“Too often, I hear cries of why we cannot do something or why we should not do something for fear of change. To the advocates of the status quo, I say that your time has passed. If we are going to help ease the property tax burden imposed on homeowners and business owners, we need visionaries – not obstructionists with selfserving agendas trying to protect their own fiefdoms.”
HARVEY B. LEVINSON
Chairman, Nassau County Board of Assessors
OUTLINE OF ASSESSOR LEVINSON’S SPECIAL TAXING DISTRICT PROPOSALS AND SPECIAL DISTRICT TAX SUMMARY TABLES
· Recommend the dissolution of commissioner operated and town operated special districts.
· All services previously provided by commissioner operated special districts, such as sanitary districts, should be provided by each town directly.
· Once under town control, all properties in the unincorporated areas would pay a single property tax rate for all town services, as residents in villages and cities do.
· Personnel currently employed by a special taxing district would remain in place as town employees.
· The tax rate for services would appear on the tax bill as: “Unincorporated Services Fund.”
· Numerous special taxing district lines would no longer be necessary. The new tax bill would have two line entries: “Town General Fund” and “Unincorporated Services Fund.”

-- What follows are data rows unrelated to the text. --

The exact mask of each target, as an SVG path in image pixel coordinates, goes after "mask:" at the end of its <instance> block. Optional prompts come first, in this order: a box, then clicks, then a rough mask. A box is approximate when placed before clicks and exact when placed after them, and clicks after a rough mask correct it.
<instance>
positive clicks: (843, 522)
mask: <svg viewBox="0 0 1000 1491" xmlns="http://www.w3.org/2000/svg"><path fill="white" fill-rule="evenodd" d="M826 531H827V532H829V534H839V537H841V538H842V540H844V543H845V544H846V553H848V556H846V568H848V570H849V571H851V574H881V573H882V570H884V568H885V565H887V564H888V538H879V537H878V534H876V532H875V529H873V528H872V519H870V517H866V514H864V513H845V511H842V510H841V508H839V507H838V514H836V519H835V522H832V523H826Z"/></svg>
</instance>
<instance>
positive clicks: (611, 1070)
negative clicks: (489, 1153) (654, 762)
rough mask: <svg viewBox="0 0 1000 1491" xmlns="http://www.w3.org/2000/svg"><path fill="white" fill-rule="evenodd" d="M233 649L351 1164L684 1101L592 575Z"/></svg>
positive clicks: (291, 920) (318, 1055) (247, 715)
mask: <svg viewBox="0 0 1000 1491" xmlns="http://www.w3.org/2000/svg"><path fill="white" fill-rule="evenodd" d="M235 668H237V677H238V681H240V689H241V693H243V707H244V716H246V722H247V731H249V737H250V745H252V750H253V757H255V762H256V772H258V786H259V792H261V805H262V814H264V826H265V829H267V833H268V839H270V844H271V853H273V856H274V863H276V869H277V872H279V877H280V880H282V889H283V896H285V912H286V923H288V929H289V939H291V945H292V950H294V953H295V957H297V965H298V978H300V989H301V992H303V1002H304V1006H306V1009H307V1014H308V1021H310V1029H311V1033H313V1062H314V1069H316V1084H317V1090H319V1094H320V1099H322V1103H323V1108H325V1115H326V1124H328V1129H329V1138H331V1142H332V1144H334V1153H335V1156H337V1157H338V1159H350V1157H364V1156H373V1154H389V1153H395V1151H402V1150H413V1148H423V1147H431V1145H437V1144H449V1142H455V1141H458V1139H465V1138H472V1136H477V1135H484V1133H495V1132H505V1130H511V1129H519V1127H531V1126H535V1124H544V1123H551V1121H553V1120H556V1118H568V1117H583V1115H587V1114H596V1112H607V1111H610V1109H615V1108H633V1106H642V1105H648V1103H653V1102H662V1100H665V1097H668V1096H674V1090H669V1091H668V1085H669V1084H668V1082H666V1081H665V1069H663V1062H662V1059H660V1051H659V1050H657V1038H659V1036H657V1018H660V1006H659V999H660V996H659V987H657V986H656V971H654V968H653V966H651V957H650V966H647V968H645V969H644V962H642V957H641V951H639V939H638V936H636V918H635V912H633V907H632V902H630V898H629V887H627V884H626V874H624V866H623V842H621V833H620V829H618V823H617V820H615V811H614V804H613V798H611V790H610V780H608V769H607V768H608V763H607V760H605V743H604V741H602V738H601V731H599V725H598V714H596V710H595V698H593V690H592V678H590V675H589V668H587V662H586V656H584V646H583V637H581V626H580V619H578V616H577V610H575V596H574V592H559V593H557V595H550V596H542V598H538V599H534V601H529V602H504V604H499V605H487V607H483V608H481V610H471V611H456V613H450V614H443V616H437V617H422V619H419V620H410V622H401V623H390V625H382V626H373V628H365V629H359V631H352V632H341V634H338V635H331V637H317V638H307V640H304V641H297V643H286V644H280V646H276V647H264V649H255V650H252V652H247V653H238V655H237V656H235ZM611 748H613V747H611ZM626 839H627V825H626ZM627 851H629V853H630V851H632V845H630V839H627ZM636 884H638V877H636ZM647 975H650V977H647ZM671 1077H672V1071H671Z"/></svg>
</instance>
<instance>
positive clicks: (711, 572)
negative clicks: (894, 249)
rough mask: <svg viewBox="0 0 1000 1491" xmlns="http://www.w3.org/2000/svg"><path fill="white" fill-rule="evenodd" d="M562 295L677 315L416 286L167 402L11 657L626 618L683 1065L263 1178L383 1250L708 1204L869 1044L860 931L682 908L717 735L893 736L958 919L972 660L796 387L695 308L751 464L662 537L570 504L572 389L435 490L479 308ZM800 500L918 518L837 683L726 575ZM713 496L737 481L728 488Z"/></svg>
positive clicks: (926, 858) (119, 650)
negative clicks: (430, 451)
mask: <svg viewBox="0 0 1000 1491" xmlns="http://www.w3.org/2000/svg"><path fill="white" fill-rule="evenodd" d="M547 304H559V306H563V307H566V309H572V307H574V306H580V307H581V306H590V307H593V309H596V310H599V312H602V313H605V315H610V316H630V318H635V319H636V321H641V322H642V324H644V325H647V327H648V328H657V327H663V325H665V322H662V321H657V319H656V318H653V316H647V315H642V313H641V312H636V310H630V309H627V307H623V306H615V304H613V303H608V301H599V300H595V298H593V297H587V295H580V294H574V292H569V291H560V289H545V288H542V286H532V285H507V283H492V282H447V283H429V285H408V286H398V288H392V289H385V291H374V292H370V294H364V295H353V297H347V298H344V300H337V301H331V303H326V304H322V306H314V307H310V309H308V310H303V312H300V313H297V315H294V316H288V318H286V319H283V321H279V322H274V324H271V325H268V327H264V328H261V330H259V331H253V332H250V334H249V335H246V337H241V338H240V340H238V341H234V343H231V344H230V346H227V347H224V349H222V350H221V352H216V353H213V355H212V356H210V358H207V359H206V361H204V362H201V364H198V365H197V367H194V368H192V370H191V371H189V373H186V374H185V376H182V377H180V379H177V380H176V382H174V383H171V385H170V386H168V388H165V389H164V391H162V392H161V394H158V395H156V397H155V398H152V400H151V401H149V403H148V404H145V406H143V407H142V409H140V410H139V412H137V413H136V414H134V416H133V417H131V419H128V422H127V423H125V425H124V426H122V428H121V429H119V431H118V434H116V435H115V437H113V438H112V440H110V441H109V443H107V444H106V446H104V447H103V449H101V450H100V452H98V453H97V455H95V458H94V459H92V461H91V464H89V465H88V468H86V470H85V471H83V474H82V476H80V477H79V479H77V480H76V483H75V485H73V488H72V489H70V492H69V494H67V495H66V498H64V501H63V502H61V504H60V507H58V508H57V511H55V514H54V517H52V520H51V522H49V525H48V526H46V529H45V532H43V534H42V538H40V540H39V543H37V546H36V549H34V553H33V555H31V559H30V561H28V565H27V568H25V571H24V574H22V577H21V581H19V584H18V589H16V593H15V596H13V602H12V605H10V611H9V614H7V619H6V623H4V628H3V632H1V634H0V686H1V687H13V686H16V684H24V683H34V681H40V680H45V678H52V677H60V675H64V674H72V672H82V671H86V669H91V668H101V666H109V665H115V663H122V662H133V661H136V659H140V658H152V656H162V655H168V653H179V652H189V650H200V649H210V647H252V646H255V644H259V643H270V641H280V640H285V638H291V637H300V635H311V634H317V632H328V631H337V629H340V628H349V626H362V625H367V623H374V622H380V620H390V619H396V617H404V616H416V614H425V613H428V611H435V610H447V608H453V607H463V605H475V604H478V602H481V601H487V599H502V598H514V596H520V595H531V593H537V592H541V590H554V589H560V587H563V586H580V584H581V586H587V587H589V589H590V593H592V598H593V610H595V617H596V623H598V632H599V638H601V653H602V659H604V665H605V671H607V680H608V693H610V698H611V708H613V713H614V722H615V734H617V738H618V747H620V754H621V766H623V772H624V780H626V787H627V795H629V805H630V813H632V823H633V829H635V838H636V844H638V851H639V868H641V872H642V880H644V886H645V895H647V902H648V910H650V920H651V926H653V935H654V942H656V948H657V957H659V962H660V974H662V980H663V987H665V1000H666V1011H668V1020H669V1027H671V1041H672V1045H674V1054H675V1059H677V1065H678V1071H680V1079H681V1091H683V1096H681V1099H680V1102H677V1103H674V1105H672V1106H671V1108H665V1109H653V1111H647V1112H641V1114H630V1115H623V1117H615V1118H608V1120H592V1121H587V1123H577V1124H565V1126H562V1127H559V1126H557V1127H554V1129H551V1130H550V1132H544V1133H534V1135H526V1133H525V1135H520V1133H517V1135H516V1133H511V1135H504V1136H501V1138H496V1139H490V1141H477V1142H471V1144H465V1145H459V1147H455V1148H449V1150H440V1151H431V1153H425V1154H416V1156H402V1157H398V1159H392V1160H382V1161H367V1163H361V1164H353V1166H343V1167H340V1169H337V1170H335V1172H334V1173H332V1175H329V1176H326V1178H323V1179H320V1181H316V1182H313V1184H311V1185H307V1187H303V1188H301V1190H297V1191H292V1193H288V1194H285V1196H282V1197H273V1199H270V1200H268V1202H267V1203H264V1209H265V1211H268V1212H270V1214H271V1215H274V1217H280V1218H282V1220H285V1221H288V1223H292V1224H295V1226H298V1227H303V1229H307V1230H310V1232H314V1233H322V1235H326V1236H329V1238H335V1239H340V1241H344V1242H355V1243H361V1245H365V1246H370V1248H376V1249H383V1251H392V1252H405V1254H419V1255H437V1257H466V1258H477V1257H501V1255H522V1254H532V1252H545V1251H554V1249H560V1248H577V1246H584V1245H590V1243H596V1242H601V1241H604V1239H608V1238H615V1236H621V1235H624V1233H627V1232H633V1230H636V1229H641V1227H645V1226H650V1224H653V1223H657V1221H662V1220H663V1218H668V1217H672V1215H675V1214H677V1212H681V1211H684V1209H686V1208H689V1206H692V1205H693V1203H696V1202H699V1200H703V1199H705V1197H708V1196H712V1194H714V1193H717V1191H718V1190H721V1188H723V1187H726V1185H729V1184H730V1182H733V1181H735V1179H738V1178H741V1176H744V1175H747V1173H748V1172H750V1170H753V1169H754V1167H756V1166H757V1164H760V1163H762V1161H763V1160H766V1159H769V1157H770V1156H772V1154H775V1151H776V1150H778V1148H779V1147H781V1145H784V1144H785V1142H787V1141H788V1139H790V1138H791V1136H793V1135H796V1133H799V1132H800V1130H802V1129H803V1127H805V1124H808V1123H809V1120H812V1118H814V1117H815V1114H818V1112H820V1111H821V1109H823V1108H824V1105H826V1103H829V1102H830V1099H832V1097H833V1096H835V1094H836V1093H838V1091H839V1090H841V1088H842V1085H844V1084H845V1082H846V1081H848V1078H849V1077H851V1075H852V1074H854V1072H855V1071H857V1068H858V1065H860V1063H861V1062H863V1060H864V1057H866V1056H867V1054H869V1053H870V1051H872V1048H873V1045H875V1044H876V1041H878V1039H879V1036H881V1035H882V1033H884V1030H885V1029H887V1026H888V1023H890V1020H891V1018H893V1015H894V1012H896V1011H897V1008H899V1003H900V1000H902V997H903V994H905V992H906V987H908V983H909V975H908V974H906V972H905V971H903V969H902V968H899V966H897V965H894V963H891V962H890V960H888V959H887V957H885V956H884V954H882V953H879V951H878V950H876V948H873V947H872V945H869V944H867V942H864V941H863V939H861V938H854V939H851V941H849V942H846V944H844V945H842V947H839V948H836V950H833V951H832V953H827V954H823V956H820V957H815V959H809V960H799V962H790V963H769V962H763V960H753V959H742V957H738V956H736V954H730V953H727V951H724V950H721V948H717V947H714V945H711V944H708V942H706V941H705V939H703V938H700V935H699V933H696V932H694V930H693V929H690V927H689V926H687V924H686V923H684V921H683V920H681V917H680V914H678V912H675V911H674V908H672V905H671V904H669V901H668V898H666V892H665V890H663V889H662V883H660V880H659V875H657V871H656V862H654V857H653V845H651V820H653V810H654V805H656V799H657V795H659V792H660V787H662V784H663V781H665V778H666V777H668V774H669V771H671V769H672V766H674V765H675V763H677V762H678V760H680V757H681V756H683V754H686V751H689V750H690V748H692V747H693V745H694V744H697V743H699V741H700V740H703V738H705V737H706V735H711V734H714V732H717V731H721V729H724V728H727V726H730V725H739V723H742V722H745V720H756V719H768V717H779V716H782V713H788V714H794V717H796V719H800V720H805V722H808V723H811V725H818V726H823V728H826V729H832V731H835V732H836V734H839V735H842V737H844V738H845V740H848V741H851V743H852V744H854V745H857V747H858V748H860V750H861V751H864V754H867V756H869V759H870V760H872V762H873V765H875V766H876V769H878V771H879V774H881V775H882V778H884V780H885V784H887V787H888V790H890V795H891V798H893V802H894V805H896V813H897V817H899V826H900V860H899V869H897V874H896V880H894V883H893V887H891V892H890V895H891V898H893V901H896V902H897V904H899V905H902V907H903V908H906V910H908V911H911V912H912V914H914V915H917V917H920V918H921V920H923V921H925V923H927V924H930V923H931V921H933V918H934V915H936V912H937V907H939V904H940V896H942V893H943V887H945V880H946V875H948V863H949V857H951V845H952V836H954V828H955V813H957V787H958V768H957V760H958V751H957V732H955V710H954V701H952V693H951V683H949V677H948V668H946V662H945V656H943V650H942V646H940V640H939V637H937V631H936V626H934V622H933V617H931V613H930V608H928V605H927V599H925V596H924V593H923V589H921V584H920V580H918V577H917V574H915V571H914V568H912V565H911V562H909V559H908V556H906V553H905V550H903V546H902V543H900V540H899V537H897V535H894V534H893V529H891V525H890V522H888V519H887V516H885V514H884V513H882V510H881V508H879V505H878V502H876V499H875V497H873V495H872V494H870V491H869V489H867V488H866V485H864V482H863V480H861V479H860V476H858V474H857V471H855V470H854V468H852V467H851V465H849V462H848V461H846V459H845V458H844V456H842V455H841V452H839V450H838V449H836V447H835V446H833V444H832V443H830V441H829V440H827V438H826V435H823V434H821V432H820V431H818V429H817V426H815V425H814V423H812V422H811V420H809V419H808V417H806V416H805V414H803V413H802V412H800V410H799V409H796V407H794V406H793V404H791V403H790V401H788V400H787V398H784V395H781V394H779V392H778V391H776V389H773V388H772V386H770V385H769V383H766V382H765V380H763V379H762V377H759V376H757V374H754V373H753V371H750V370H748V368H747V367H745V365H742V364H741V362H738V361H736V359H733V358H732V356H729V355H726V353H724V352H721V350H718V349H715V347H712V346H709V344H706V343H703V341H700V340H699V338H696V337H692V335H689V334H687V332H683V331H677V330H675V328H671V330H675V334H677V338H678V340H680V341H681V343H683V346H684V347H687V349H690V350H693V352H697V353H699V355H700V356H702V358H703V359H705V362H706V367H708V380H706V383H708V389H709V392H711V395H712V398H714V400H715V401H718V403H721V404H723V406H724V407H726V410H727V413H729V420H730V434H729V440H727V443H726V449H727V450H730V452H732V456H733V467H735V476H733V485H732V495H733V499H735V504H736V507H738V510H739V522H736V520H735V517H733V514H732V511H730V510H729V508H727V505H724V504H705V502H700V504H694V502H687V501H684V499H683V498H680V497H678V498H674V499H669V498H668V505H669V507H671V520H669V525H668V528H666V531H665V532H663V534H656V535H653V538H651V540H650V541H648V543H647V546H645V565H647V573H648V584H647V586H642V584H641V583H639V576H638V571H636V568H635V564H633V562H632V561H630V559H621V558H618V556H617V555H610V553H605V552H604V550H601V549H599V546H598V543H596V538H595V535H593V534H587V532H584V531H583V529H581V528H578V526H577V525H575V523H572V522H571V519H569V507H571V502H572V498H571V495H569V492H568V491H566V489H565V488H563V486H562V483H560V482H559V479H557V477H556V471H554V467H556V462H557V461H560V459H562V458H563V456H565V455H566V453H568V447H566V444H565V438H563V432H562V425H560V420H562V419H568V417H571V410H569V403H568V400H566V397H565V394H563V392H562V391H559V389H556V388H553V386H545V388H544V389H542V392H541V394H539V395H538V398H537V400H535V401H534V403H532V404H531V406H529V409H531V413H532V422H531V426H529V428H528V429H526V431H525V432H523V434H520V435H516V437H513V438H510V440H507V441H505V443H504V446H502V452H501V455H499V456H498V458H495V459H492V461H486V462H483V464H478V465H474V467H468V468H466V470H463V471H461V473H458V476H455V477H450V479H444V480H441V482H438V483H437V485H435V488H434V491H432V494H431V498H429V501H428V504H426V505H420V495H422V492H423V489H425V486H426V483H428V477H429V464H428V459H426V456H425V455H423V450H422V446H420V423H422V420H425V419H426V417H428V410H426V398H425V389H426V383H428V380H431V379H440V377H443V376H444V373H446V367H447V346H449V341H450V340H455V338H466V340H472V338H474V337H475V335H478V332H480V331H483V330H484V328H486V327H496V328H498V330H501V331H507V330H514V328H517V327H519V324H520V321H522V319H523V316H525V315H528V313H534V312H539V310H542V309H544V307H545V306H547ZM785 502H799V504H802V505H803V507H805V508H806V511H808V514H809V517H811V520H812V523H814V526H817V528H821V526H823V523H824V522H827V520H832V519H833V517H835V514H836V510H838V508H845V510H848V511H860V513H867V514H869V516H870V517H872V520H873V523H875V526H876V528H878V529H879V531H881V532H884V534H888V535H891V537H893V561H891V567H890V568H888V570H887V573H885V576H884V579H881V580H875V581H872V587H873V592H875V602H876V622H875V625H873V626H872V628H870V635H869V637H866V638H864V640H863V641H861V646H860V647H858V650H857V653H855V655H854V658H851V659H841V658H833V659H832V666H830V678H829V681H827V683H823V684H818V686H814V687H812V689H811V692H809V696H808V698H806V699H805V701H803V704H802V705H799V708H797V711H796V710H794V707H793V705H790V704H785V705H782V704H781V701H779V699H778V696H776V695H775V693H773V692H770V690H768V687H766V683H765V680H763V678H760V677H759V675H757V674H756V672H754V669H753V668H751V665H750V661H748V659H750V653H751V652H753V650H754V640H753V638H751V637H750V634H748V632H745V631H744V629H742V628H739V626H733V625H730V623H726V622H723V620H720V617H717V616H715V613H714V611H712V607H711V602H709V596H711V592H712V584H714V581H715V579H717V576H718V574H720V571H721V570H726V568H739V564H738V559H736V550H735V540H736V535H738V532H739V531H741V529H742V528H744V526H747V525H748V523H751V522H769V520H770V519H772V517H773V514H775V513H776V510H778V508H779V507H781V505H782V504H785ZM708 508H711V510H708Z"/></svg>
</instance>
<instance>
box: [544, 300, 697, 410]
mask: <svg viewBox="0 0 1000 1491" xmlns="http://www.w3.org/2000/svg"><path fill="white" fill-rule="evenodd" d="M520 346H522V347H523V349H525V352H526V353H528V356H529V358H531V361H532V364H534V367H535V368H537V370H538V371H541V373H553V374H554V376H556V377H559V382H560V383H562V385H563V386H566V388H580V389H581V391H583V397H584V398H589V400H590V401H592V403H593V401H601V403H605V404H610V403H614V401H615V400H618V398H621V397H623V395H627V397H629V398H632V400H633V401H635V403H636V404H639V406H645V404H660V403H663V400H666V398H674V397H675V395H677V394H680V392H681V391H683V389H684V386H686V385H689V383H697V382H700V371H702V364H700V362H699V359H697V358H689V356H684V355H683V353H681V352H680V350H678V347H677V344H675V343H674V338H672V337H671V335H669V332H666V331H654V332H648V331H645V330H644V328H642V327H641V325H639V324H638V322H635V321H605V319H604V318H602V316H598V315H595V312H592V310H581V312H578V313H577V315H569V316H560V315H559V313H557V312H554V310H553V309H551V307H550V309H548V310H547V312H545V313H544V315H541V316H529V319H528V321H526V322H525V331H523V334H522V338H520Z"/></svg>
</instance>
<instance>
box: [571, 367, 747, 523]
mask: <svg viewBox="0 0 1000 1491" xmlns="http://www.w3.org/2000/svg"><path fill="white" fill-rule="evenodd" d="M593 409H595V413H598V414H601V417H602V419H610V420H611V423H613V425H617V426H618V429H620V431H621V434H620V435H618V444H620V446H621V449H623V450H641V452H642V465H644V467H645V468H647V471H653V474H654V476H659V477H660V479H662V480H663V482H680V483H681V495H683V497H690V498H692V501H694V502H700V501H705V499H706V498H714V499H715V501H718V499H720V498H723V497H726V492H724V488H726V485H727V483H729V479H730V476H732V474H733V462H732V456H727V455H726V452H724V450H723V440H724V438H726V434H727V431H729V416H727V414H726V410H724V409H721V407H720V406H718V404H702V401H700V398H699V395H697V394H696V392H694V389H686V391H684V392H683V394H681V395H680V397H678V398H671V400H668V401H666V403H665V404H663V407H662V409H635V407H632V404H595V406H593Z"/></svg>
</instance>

· The tax rate for unincorporated services would be based on the total assessed value of all properties throughout the unincorporated areas of the town.
· Comprehensive legislative reform to be sought in Albany to implement proposal.
· Fire Districts, while retaining their local identity, would no longer operate or be treated as separate taxing jurisdictions. Budgets would be submitted to the town for review and approval.
· Establish a Nassau County Water Authority similar to Suffolk County. Widely varying water tax rates would be replaced with a tariff charge based on water usage and a uniform property tax rate based on a total countywide assessed value.
ADVANTAGES OF THE PROPOSALS
1. Low income senior citizens and veterans would see substantial reductions in their property tax bills because exemptions would be applied to the “Unincorporated Services Fund.” Presently, the exemptions do not apply to special districts.
2. Eliminates assessment disparities and widely different tax rates imposed on homeowners throughout the unincorporated areas of the towns.
3. Allows the commercial tax base to be shared within each town.
4. Reduces the confusing multitude of special district taxing jurisdictions.
5. Increases oversight over the delivery of municipal services.
6. Utilities would not be able to avoid paying their fair share of the cost of services. (The Court of Appeals has ruled that utilities do not have to pay special district payments [ad valorem levies] unless they are directly benefited by the districts.)